8. Как было создано произведение? Какой темперамент создал его, и реагируя на какие обстоятельства? На этот вопрос отвечает нам биография. – Из каких материалов? Это узнается путем изучения источников; это слово надо понимать в широком смысле: необходимо принимать во внимание не только явное подражание и грубую подделку, но все отпечатки, все следы устной и книжной традиции, вплоть до самых тонких признаков внушения или окраски, какие только могут быть уловлены.
9. Какой успех и какое влияние имело данное произведение? Влияние не всегда совпадает с успехом. Определение литературного влияния есть обратное исследование источников: оно достигается теми же средствами. Определение социального влияния еще важнее и представляет также больше формальных трудностей. Библиография повторных и новых изданий свидетельствует о размерах и путях обращения книги; здесь мы застаем ее в исходной точке, у книгопродавца. Каталоги частных библиотек, посмертные описи имуществ, каталоги библиотек для чтения показывают ее нам в точках прибытия; здесь мы видим, какие лица или, по крайней мере, какие классы и районы затронула книга в своем распространении.
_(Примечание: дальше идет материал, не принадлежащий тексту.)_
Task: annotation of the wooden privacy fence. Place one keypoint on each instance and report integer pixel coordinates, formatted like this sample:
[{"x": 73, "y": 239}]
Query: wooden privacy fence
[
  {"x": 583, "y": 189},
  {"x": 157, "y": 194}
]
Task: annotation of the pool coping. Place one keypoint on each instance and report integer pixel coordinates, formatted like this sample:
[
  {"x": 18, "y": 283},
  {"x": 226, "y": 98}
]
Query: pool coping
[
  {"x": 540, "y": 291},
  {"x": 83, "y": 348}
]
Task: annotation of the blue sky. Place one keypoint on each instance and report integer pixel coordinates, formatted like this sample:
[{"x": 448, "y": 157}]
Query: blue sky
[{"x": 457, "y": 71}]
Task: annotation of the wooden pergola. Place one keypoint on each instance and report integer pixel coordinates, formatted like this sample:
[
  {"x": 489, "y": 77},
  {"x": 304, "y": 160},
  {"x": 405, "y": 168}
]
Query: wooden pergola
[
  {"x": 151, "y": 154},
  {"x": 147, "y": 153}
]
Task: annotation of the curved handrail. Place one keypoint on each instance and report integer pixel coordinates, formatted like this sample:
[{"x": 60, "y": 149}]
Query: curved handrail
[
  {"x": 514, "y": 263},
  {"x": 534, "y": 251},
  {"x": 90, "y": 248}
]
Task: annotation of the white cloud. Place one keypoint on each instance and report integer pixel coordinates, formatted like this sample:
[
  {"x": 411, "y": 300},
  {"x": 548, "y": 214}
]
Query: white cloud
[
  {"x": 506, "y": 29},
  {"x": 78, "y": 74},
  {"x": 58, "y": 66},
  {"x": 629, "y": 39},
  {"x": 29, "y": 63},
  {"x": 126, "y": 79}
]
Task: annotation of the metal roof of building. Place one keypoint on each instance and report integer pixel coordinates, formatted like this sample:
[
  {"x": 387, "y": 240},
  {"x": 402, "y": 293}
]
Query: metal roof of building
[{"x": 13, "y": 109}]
Наконец, отчеты периодической печати, частная переписка и частные дневники, иногда пометки читателей, иногда парламентские прения, полемика в печати или судебные процессы доставляют нам сведения о том, как читалась книга и какие следы оставляла она в душе читателей.
Таковы главные операции, посредством которых добывается точное и полное – в действительности никогда не полное, но по возможности наименее неполное – знание литературного произведения. Отсюда, подвергнув такому же сложному исследованию остальные произведения изучаемого писателя, надо перейти к произведениям других писателей. Затем надо распределить произведения на группы по родству в отношении содержания или формы. Затем, на основании филиации форм, устанавливается история видов на основании филиации идей и чувств – история умственных и нравственных течений, по признаку сосуществования известных особенностей окраски и известных технических приемов в произведениях, принадлежащих к различным видам и направлениям, – история эпох, отмеченных господством того или другого вкуса.
Чтобы достигнуть сколько-нибудь прочных результатов в установлении этой тройственной истории, необходимо широко, как можно шире, привлекать к исследованию произведения второстепенные и забытые. Они окружают образцовые произведения, подготовляют, вчерне намечают и комментируют их, образуют переход от одного к другому, уясняют их происхождение и размах. Гений – всегда продукт своего века, но и всегда опережает его; средние писатели вполне принадлежат своему времени, всегда имеют температуру своей среды, всегда в уровень со своей публикой. Поэтому мертвые произведения данной эпохи необходимы для того, чтобы ограничить и определить не поддающуюся ни переработке, ни заимствованию оригинальность большого писателя, чтобы определить среднюю эстетику данной школы, обычную технику данного вида литературы, нормальный смысл и обиходное употребление известной литературной категории.
Наконец, завершающим актом истории литературы является изложение отношений между литературой и жизнью; здесь она соприкасается с социологией. Литература есть выражение общественной жизни: вот бесспорная истина, породившая много ошибок. Литература часто дополняет общественную жизнь: она выражает то, что больше ни в чем не проявляется, – сожаления, мечты и чаяния людей. Она и в этом является выражением общественной жизни, но тогда последнюю надо понимать в широком смысле, который обнимал бы не только учреждения и нравы, но включал бы и то, что не воплощается конкретно, то незримое, чего не открывают нам ни факты, ни собственно исторические документы.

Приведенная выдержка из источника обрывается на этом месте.